After George Floyd's death May 25 after a Minneapolis police officer knelt on his neck, New York State and city legislators banned the practice in a suite of reforms to promote transparency, accountability and restraints on police, the news service noted.
The latest lawsuit filed in Manhattan Supreme Court attacks the city’s chokehold ban signed by Mayor Bill de Blasio July 15 as “unconstitutionally vague,” the news service reported.
“An ordinary police officer will be unable to discern whether many ordinary activities taken in the course of the apprehension and arrest of a suspect violate the statute,” lawyer Anthony Cole writes in the complaint.
The law does not require prosecutors to prove intent or injury.
“This punitive municipal law threatens police officers with fines and imprisonment for doing their jobs in good faith with no intent to harm a suspect, nor even any requirement that a suspect suffer injury,” the complaint states.
Asking a state judge to block the law, the unions allege four violations of the New York Constitution. The New York City Law Department’s spokesman Nick Paolucci said it’s “reviewing the complaint,” the news outlet reported.
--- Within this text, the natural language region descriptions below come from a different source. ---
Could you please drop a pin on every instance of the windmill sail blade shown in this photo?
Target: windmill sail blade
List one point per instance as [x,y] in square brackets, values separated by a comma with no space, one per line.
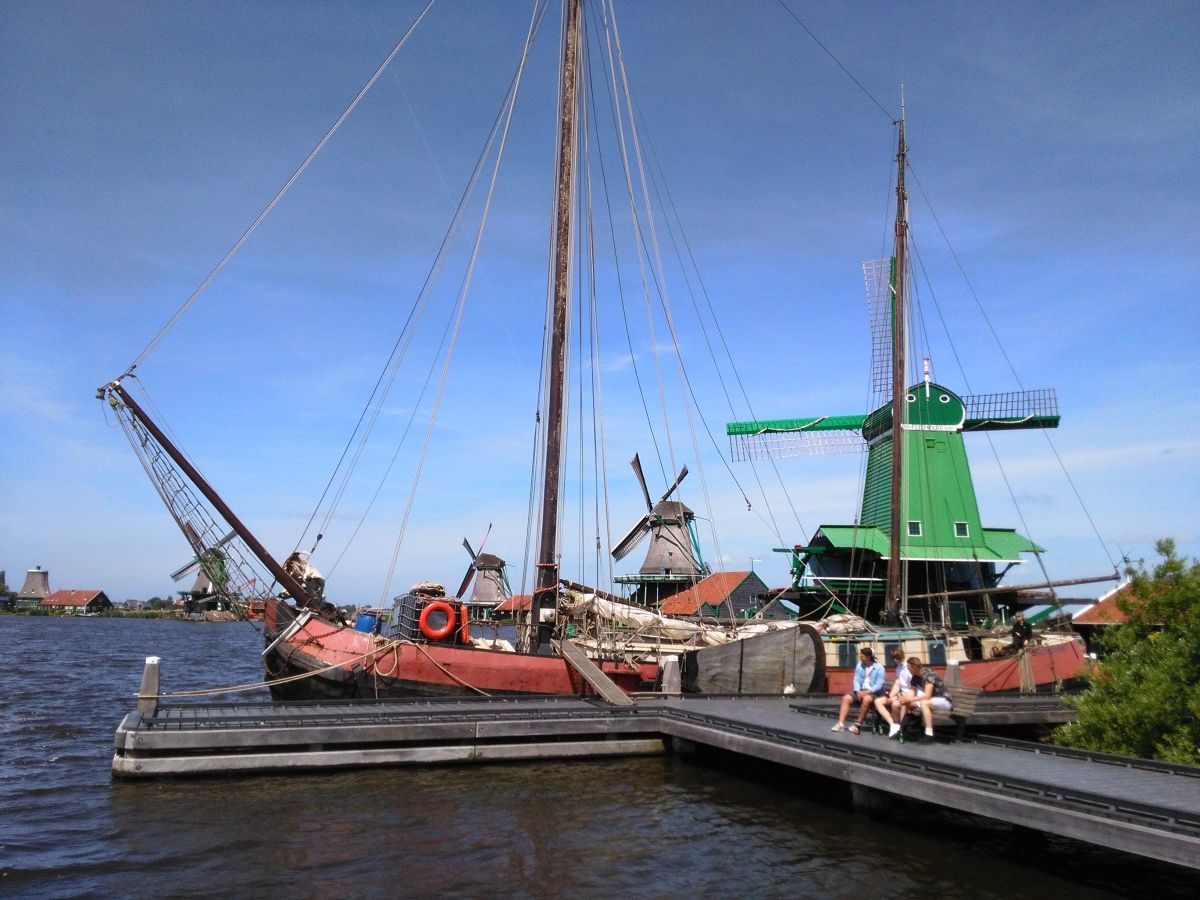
[189,568]
[877,280]
[636,462]
[631,540]
[471,571]
[683,474]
The city lawmaker who sponsored the bill defended the reform Thursday.
“Today’s lawsuit challenging the City’s new chokehold law was filed by a rogue’s gallery of police unions who have for decades bitterly fought criminal justice reform, but their legal arguments fall flat and I am more confident than ever that the law will be upheld in its entirety,” City Councilman Rory Lancman said in a statement.